Unfortunately Hany’s wealth — or at least the way it’s treated — is also one of the downsides of the movie. The cartoonish narrative about a posh life at the start is in Egyptian reality a very sensitive example of isolation and lack of social equality. It seems like the film is about to point this out, make fun of this “perfectness,” and put the classes into an interesting conversation. But the start remains the happiest part of the film, which seems to idolize the elite and what it possesses, while the poorer class is mostly to blame for all the nastiness, without any reference to any larger, institutional reasons for it. Hany, the rich Christian, is by far the nicest kid in school, a shining example to everyone else apart from one especially tolerant, attractive blonde teacher.

At one point Hany’s mother interrupts the headmaster’s familiar meaningless rant — a nice parody — about how Muslims and Christians have always lived in peace and harmony to say proudly: “Nobody can persecute us!” One can’t help feeling that it’s easy for her to say because of her class — especially as she keeps thinking about emigrating — but she can’t be speaking for all Egyptian Copts.

Another problem with the film is the way it’s made. While there is some good acting, especially on the part of the children, the director’s earnestness combined with a lack of craftsmanship means that the film is hardly enjoyable as a film. One reason for this is how full it is of talking. Right from the children’s-book beginning everything is spelled out, often more than once, for the audience. Between the characters’ dialogue and the voiceover, there isn’t more than five seconds of wordlessness at a time, meaning that the medium never gets a chance to do what it can do and just show things visually. With everything verbal, there’s no room for reality’s more mysterious complications. On top of this there’s a constant layer of sprightly music, which turns slightly melancholic when things are looking bad.

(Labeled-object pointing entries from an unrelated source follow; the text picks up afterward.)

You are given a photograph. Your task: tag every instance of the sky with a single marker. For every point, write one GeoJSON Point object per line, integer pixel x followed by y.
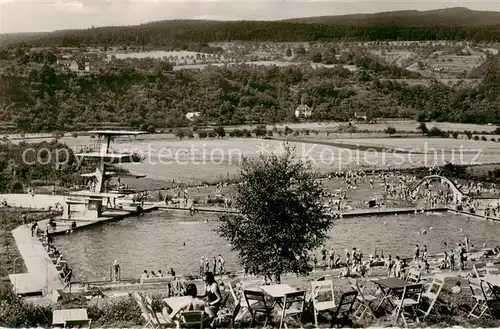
{"type": "Point", "coordinates": [50, 15]}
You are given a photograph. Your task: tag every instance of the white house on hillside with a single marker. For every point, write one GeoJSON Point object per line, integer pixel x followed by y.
{"type": "Point", "coordinates": [192, 115]}
{"type": "Point", "coordinates": [303, 111]}
{"type": "Point", "coordinates": [360, 116]}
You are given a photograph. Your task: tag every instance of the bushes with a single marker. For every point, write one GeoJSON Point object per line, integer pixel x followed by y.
{"type": "Point", "coordinates": [117, 313]}
{"type": "Point", "coordinates": [15, 313]}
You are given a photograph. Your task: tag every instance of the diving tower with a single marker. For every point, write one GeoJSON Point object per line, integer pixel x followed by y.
{"type": "Point", "coordinates": [90, 202]}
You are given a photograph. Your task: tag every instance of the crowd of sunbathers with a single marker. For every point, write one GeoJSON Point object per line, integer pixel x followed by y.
{"type": "Point", "coordinates": [353, 263]}
{"type": "Point", "coordinates": [210, 300]}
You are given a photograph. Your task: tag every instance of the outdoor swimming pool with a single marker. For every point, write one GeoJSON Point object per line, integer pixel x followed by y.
{"type": "Point", "coordinates": [156, 240]}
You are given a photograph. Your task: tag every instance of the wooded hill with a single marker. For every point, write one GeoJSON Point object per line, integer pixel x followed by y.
{"type": "Point", "coordinates": [446, 24]}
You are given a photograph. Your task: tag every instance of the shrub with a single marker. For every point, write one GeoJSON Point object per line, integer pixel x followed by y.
{"type": "Point", "coordinates": [15, 313]}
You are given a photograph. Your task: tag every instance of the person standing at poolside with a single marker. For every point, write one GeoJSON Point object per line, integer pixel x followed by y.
{"type": "Point", "coordinates": [222, 269]}
{"type": "Point", "coordinates": [116, 271]}
{"type": "Point", "coordinates": [207, 265]}
{"type": "Point", "coordinates": [214, 266]}
{"type": "Point", "coordinates": [212, 293]}
{"type": "Point", "coordinates": [202, 266]}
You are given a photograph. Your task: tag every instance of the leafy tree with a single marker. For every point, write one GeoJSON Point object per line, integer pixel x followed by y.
{"type": "Point", "coordinates": [260, 131]}
{"type": "Point", "coordinates": [220, 131]}
{"type": "Point", "coordinates": [279, 195]}
{"type": "Point", "coordinates": [317, 58]}
{"type": "Point", "coordinates": [180, 133]}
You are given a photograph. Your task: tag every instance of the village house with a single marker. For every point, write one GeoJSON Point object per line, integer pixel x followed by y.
{"type": "Point", "coordinates": [360, 116]}
{"type": "Point", "coordinates": [192, 115]}
{"type": "Point", "coordinates": [303, 111]}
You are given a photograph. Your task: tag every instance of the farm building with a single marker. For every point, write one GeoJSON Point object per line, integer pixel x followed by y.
{"type": "Point", "coordinates": [192, 115]}
{"type": "Point", "coordinates": [303, 111]}
{"type": "Point", "coordinates": [360, 116]}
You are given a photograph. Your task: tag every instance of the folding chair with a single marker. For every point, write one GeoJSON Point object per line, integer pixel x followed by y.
{"type": "Point", "coordinates": [482, 300]}
{"type": "Point", "coordinates": [431, 294]}
{"type": "Point", "coordinates": [257, 303]}
{"type": "Point", "coordinates": [153, 320]}
{"type": "Point", "coordinates": [150, 322]}
{"type": "Point", "coordinates": [480, 269]}
{"type": "Point", "coordinates": [364, 300]}
{"type": "Point", "coordinates": [410, 300]}
{"type": "Point", "coordinates": [413, 276]}
{"type": "Point", "coordinates": [322, 289]}
{"type": "Point", "coordinates": [342, 314]}
{"type": "Point", "coordinates": [191, 319]}
{"type": "Point", "coordinates": [293, 305]}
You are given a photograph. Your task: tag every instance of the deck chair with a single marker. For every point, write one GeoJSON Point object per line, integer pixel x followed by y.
{"type": "Point", "coordinates": [257, 303]}
{"type": "Point", "coordinates": [365, 301]}
{"type": "Point", "coordinates": [320, 290]}
{"type": "Point", "coordinates": [293, 305]}
{"type": "Point", "coordinates": [409, 302]}
{"type": "Point", "coordinates": [431, 294]}
{"type": "Point", "coordinates": [482, 300]}
{"type": "Point", "coordinates": [78, 324]}
{"type": "Point", "coordinates": [153, 320]}
{"type": "Point", "coordinates": [342, 314]}
{"type": "Point", "coordinates": [236, 290]}
{"type": "Point", "coordinates": [191, 319]}
{"type": "Point", "coordinates": [413, 276]}
{"type": "Point", "coordinates": [480, 270]}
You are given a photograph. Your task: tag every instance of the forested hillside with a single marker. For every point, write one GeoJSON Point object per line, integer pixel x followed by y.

The film’s climax is a predictable cliché, while its general visual style — stiff, with everything clearly and symmetrically framed — also feels oversimplified and thoughtless. The overall effect is joyless and condescending, a bit like an advertisement. Only a few moments manage to transcend this instructional feel, especially scenes between Hany and his friend Momen (played with verve by Moaz Nabil), who teaches him about the “real” Egypt.

“La Moakhza” is a courageous film with an important message, and one that apparently had to be modified several times before getting past the censor. But despite its humor and the fact that it’s showing things that haven’t been shown on film before, it’s ultimately an artistic failure with a classist subtext.